Les paysans s’imposent dans l’imaginaire

À partir du chapitre 5 s’ouvre une nouvelle étape dans laquelle M. Arnoux étudie l’émergence, à partir du XIIe siècle, du groupe paysan au sein des représentations qu’il interprète comme une forme d’effraction qui contraint à un « dialogue social et politique » (p. 113) avec les deux autres groupes. Ce chapitre est consacré aux textes issus des écoles et de la prédication. L’auteur relève l’apparition du travail agricole dans les comparaisons, même si cette pratique demeure rare. Il insiste surtout sur l’idée que le travail n’est pas dévalorisé, en s’appuyant pour cela sur le texte d’Hugues de Saint-Victor (première moitié du XIIe s.) qui, dans le Didascalicon, accorde une importance remarquable aux arts mécaniques, aux côtés des arts libéraux. Mais il se fonde surtout sur le commentaire de la Genèse d’Augustin, sans cesse recopié et repris au Moyen Âge, qui « propose une vision enthousiasmante du labeur du premier homme » (p. 147) susceptible d’offrir aux paysans un « programme de vie chrétienne fondé sur la valorisation de leur travail » (p. 150).
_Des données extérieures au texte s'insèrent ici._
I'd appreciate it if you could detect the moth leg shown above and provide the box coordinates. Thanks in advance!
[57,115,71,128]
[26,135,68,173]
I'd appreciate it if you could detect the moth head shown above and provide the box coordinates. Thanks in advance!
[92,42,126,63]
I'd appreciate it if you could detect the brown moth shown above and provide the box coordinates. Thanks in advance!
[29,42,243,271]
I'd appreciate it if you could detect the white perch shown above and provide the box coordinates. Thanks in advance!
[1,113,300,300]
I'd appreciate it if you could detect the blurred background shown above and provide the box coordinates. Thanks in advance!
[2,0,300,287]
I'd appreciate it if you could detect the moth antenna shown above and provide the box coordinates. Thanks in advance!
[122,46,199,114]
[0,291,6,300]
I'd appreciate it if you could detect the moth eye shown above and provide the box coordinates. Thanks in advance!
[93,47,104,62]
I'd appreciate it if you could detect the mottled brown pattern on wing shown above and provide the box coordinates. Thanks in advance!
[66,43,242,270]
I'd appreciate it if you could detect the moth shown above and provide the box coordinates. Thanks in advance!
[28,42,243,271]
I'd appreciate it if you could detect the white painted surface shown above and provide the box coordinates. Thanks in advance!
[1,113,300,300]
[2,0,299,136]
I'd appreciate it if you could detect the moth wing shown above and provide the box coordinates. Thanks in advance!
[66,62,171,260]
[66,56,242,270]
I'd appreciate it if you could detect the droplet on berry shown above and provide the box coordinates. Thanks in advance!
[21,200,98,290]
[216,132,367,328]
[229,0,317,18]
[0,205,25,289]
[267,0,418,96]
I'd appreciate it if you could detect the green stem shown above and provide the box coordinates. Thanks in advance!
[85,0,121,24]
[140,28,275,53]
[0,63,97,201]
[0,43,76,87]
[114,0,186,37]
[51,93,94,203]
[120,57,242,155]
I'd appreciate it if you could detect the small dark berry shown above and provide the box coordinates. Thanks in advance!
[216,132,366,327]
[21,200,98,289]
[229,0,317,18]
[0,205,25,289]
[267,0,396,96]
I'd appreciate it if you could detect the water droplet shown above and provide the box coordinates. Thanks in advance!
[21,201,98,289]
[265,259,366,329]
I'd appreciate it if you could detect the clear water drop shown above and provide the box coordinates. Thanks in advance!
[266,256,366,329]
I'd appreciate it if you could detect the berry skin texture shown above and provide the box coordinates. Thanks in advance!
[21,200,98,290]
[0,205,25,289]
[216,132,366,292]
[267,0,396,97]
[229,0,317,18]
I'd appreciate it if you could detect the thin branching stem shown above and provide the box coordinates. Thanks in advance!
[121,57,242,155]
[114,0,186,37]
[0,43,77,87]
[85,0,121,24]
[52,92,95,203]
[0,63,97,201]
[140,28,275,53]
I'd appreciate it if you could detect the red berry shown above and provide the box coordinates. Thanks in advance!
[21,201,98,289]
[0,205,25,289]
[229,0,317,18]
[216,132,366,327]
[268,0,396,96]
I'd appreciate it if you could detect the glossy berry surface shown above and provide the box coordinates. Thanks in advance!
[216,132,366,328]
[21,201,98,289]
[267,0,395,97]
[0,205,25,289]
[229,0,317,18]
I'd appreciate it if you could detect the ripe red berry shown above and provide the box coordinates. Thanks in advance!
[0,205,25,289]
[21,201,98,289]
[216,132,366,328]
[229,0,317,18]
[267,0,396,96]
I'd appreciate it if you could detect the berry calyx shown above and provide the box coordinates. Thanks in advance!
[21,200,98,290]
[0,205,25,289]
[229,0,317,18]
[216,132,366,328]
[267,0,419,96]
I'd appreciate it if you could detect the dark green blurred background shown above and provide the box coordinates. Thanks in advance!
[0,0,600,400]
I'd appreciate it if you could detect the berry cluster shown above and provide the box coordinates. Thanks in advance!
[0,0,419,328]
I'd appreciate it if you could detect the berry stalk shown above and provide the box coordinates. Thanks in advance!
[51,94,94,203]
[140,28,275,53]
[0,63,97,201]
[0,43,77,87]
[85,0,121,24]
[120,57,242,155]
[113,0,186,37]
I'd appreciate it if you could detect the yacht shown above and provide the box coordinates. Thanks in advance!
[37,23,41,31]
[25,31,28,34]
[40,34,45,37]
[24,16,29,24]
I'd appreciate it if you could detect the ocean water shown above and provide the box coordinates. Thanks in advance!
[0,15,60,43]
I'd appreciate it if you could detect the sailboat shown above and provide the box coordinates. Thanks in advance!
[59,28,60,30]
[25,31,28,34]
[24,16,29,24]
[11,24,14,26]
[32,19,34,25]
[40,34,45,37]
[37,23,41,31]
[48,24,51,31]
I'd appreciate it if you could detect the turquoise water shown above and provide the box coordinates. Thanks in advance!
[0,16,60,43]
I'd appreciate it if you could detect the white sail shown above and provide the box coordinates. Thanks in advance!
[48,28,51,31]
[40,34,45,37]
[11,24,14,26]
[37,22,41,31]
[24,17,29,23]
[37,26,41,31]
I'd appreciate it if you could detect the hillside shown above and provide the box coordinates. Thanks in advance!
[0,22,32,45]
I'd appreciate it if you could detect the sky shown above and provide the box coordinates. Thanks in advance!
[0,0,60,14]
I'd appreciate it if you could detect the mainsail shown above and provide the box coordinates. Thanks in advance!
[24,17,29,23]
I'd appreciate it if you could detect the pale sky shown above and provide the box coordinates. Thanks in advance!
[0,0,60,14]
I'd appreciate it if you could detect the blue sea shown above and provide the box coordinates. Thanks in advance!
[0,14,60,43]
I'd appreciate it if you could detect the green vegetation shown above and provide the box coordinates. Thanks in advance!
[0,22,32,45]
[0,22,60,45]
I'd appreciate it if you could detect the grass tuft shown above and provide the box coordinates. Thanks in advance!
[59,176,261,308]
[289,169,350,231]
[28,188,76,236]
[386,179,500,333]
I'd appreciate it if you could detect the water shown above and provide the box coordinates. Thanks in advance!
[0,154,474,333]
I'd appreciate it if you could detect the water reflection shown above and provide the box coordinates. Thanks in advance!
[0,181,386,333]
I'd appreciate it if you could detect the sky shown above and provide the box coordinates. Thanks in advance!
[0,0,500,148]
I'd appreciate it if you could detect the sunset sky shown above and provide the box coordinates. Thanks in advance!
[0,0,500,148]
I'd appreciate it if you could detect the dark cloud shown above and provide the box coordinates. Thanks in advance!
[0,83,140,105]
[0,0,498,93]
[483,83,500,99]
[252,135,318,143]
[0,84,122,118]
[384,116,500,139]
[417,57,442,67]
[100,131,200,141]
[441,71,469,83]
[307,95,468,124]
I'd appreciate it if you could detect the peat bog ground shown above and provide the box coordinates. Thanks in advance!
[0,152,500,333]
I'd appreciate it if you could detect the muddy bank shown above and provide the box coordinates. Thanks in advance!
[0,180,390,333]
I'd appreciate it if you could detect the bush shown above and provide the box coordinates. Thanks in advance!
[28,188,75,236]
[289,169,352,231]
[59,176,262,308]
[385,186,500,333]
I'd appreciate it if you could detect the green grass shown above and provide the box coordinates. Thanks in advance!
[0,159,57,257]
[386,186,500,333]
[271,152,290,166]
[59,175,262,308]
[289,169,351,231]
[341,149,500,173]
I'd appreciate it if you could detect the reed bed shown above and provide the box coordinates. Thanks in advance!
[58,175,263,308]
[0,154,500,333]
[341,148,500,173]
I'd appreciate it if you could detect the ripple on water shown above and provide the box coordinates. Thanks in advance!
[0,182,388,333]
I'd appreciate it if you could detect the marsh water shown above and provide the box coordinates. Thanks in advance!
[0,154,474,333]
Cependant, le chapitre 6 nuance très fortement cette vision. Fondé principalement sur de nombreuses sources d’horizons différents (autant du point de vue du genre que de celui de la géographie ou de la chronologie), on constate que le travail est effectivement assigné aux paysans mais qu’il est rarement valorisé. Cet écart pourrait d’ailleurs aisément s’expliquer par le fait que les textes d’Augustin portaient sur le travail au sein du paradis dont l’humanité est désormais exclue.

Le chapitre suivant, qui porte sur des œuvres de fictions anglaises du XIVe siècle, est plus ambigu. Il est certain que le travail est assigné aux paysans, mais est-il valorisé ? Ce ne semble pas le cas dans les Comtes de Canterbury de Chaucer où le paysan est loué pour son travail et sa générosité, mais où il brille surtout par son silence. En revanche, dans le roman Pierre le laboureur, écrit avant la révolte de 1381, le paysan, placé du côté du bien, est porteur d’un message de réorganisation économique et sociale autour de son travail dans le cadre d’une société fondée sur les trois ordres.

Cette première partie a donc permis de suivre l’enrichissement et la persistance du schéma des trois ordres en se focalisant sur celui des laboureurs et en montrant que les paysans ont pu être attachés à ce modèle.

les paysans dans les circuits d’une économie redistributive

La deuxième partie du livre veut confronter cette lecture à une étude du “réel”, en passant du « paysage aux institutions » (chap. 8). Elle se concentre sur trois institutions capitales : la dîme, les marchés et les moulins. Dans son étude de la dîme, M. Arnoux insiste principalement sur les aspects de redistribution : la dîme sert à l’entretien de l’église et à l’assistance aux pauvres. Leur stockage dans des granges exclut une commercialisation profitable : soit les produits sont vendus au marché au cours normal, ce qui aurait tendance à faire baisser les prix, soit ils sont donnés en aumônes. On comprend ainsi que le principe du paiement de la dîme ait été peu contesté.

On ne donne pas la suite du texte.